Transat, which competes with WestJet Airlines’ WestJet Vacations, Air Canada’s Air Canada Vacations, and Sunwing Vacations, also said it will stick with the return-to-profit plan it launched in late 2011.

As part of the three-year plan, Transat laid off 115 employees to save C$10 million a year.

“The winter outlook guidance suggests the negative competitive dynamic continues to dominate, making Transat’s near-term outlook challenging,” Canaccord Genuity analyst David Tyerman said in a note.

Transat said that stiff competition on key sun destination routes made it impossible to increase ticket prices to offset rising fuel costs in the first quarter.

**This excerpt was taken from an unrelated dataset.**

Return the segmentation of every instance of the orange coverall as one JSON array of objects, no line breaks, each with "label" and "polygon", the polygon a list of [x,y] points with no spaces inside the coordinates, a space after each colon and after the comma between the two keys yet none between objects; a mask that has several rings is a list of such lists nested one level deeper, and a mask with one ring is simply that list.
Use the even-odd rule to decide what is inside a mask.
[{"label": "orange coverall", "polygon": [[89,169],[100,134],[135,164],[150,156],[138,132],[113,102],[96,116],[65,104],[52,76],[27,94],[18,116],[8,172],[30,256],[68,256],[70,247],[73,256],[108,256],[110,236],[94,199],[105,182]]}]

For the quarter ended Jan. 31, Transat said its net loss more than doubled to C$29.5 million ($29.8 million), or 77 Canadian cents a share, compared with a loss of C$13.4 million, or 35 Canadian cents a share, a year earlier.

The adjusted after-tax loss rose to 79 Canadian cents a share from 51 Canadian cents a share.

On average, analysts had expected a net loss of 61 Canadian cents a share, according to Thomson Reuters I/B/E/S.

Transat, which operates in Canada, Europe, Mexico, the Caribbean and Mediterranean Basin, said revenue rose 2 percent to C$829.3 million.

The carrier’s class B shares bottomed at C$6.10 on the Toronto Stock Exchange on Thursday before edging higher to C$6.35, a decline of 15 Canadian cents, or 2.3 percent.